Miri float ops are less precise than what the standard library expects

[RalfJung]

Tons of standard library float tests for ln, exp, and trigonometric functions fail with Miri's float non-determinism since they expect more precise results than what Miri delivers. I have temporarily disabled float non-determinism while we decide what to do.

A bunch of cases actually expect precise answers for certain cases, e.g.:
https://github.com/rust-lang/rust/blob/29166cd61711776e6d43239d6d18a0eafe6515b1/library/std/tests/floats/f64.rs#L468
https://github.com/rust-lang/rust/blob/29166cd61711776e6d43239d6d18a0eafe6515b1/library/std/tests/floats/f64.rs#L482-L483

Furthermore, there are quite a few cases where the standard library expects more precision than what Miri provides. assert_approx_eq! checks for a divergence of up to 1e-6, which is less than 10 ULP on a value of 1.0 represented as f32. Miri currently adds 16 ULP of error (on top of whatever error the host libm we use to implement these function has). Some of these tests chain multiple operations, such as 60.0f64.sinh().asinh(), so the error accumulates; some of these tests use values sufficiently larger than 1 that 16 ULP end up even exceeding 1e-5. Furthermore, some doctests actually check that the precision is within f32::EPSILON, which is 1 ULP on a value of 1.0; that is obviously never going to fly if Miri adds any kind of non-deterministic error.

I am open to reducing the error Miri applies, and happy for suggestions of what would make a good error scale. (I'd prefer it to be a power of 2, that makes the logic a lot simpler in Miri. ;) However, I also think some of these tests should change, specifically all tests that require either full equality or just 1 ULP error.

@tgross35 @Jules-Bertholet thoughts, opinions?

[Jules-Bertholet]

IEEE 754 § 9.2.1 defines several special cases, including 0.0f64.exp(), where the result must be exact.

[RalfJung]

Does it also define 5.0f64.exp2()?

[Jules-Bertholet]

Does it also define 5.0f64.exp2()?

No.

[RalfJung]

So some of the assert_eq! are still making assumptions about unspecified precision, then.

[Jules-Bertholet]

Actually, scratch that. §9.2 says “a conforming operation shall return results correctly rounded for the applicable rounding direction for all operands in its domain”, which implies that technically, to be conforming an implementation can’t have any error ever. Of course, actual implementations fail this, which means they technically aren’t conforming.

I think that, beyond the special values explicitly called out in §9.2.1, some of this stuff (like 5.0f64.exp2() being exact) should be treated as a guarantee also, as no sane implementation is likely to break it.

[RalfJung]

§9.2 covers which operations?

[Jules-Bertholet]

All the optional mathematical operations. (The required math ops have a similar proviso)

[RalfJung]

Ah, lol. Does anyone actually do this right? Even @eduardosm's softfloat implementations had 1 ULP of error.

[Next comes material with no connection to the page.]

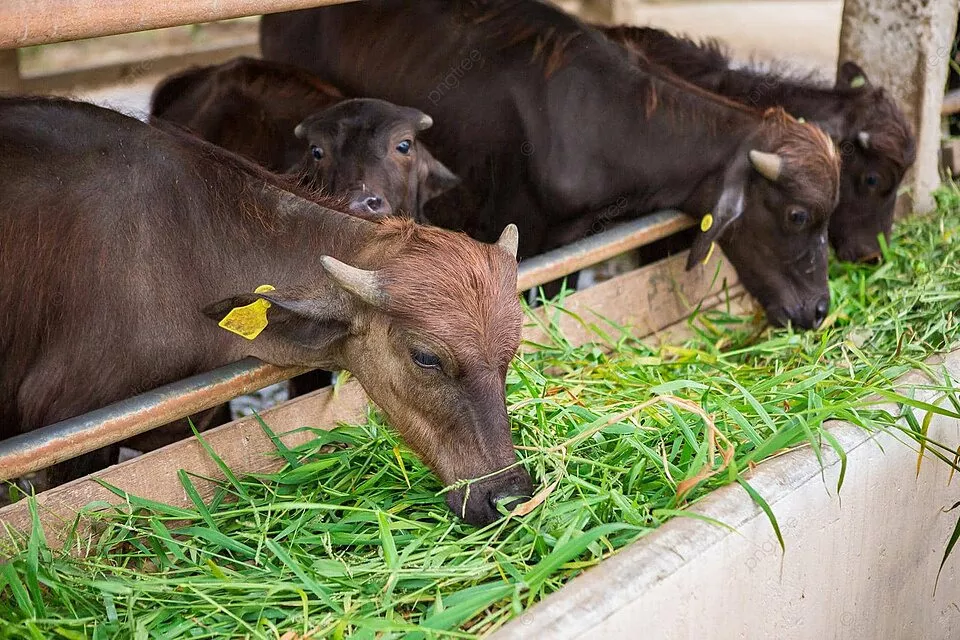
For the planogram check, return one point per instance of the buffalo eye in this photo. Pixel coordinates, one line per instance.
(798, 217)
(425, 359)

Well, the goal of this non-determinism is to expose bugs in code that incorrectly relies on precision assumptions. I'll happily take the advice of a domain expert for what is the best strategy for that. :)

[Jules-Bertholet]

The C standard is explicitly more forgiving, so maybe we should rely on it instead?

(Also, I’m not a domain expert, I just read the standard!)

[tgross35]

Since we bind the C functions, we wind up following the same rules. Aiui this is extremely forgiving, sin could be a linear interpolation from a four-entry LUT. In practice, most system libm implementations are likely to be within ~2ULP for most ops, with a few exceptions (musl for example https://wiki.musl-libc.org/mathematical-library).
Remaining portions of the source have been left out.